Zunächst aber dürfen "der kleine Drache" und ich uns kennenlernen. Dazu muss ich vorgegebene Texte vorlesen. Meine Aussprache des ersten Texts wird flugs integriert, beim zweiten Mal speichert das System eine halbe Stunde lang, bis ich den Vorgang abbreche, da ich einen Fehler vermute.

Gestern, nach den ersten dreißig Seiten, habe ich den zweiten "Kennenlerntext" diktiert, nachdem ich bei Martin Sauer, einem anderen Blogger, die Information fand, dass langanhaltendes Abspeichern durchaus normal sei. (Das teilweise etwas kraus ins Deutsche übersetzte Benutzerhandbuch warnt hier nicht genug vor.)

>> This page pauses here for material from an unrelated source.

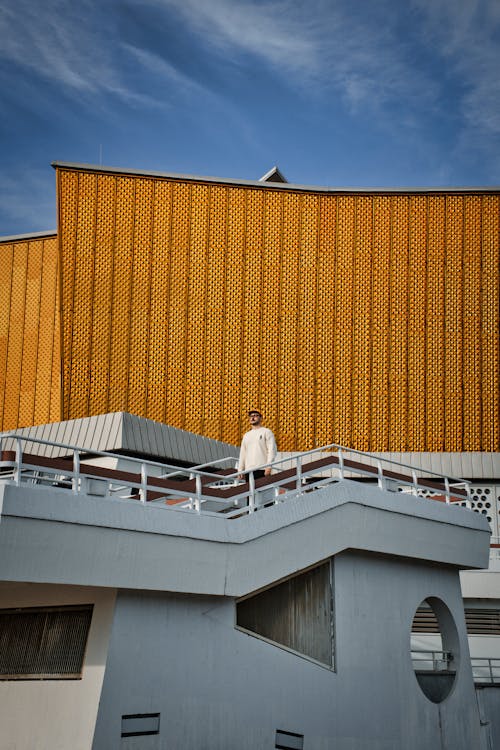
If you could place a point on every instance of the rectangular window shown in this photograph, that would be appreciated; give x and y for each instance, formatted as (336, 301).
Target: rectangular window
(296, 613)
(288, 740)
(44, 643)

Deshalb habe ich jetzt Zeit, meine ersten Erfahrungen zu beschreiben. Ich über­setze ein Drehbuch aus Frankreich — und merke gleich, dass es das Dik­tier­pro­gramm mit dem Idiom unseres Nachbarlandes nicht so hat (dabei ist "dragon" doch auch ein französisches Wort!) ...

Der Held des neuen Buches ist ein i-Dötzken ("Das war Westfälisch" für 'Schul­an­fänger'). Er heißt Jean, und auch wenn ich alles andere an ein deutsches Umfeld anpasse und aus dem CP (cours préparatoire) die "erste Klasse" mache, Ei­gen­na­men wie Jean bleiben stehen. Ich ersetze "Jean" also nicht durch "Hans", selbst wenn der Vorname Hans samt Bindestrich und zweitem Vornamen einstmals ähnlich weit in Deutschland verbreitet war, wie es "Jean" in Frankreich in manchen so­zia­len Schichten heute noch ist.

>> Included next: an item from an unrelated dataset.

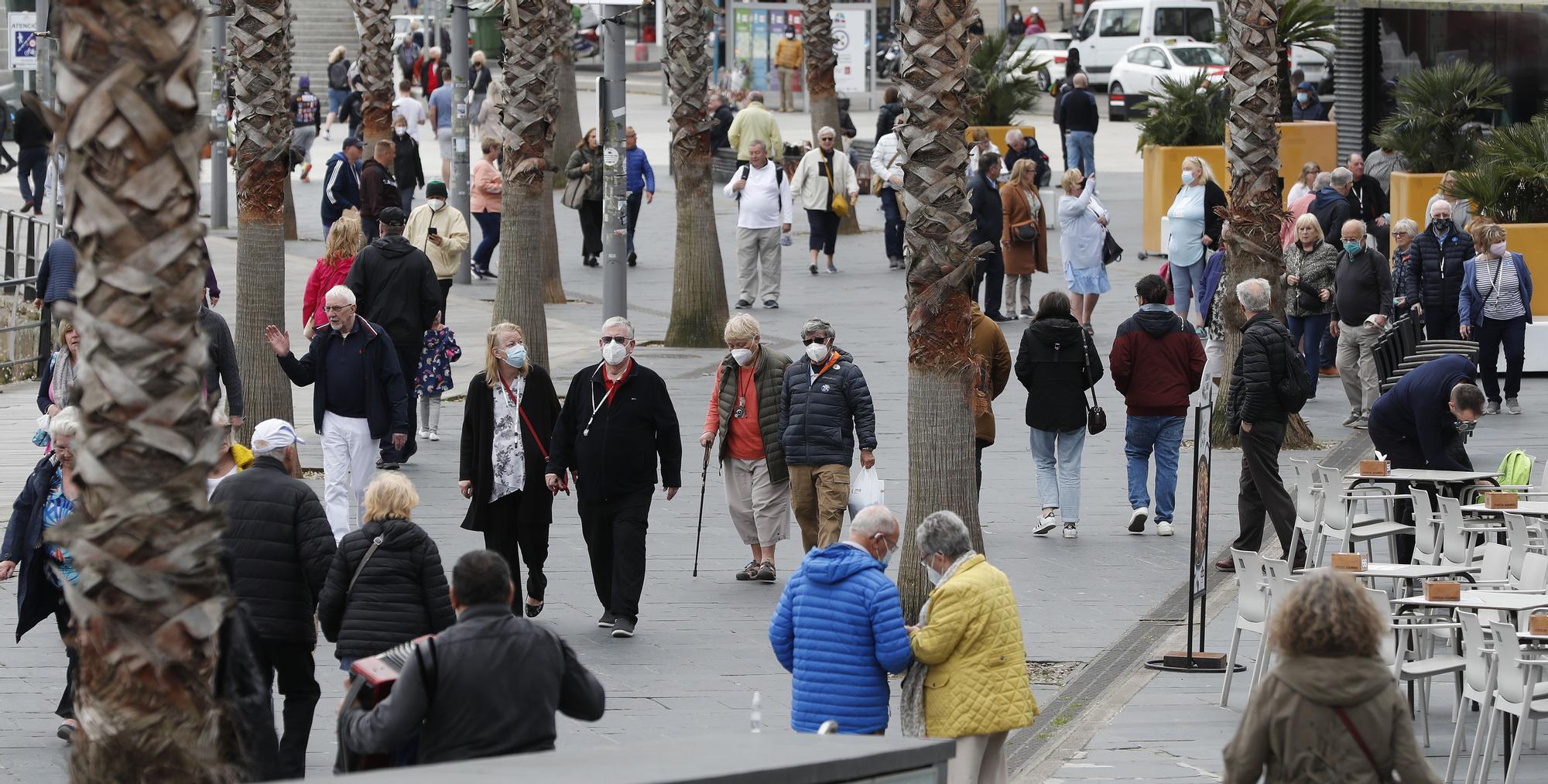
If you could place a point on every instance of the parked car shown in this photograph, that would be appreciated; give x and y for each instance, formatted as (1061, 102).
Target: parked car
(1050, 53)
(1111, 29)
(1143, 66)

Und wie ich da schön diktiere, erlebe ich mein blaues Wunder. Jean wird von der Technik un
­ter­schied­lich interpretiert, nämlich als "Schau", "Show", "schon", "schau­en". Erst zweif­le ich kurz an meinen Aus­spra­che­küns­ten. Stört sich das Gerät am Rest der Wintergrippe?

Bitte recht freundlich!
Gut, es ist etwas her, dass ich meine Sprech­aus­bildung ab­solviert habe. Dann entdecke ich einen "Knopf", über den ich mir die Auf­nah­me anhören kann. 
Ja, damit wäre Mme Grisaille durch­aus ein­ver­stan­den ge­wesen (so hieß damals ein stets miss­ge­laun­ter, grau­ge­wan­de­ter Drache unter uns Leidenden im Sprach­la­bor der Sorbonne).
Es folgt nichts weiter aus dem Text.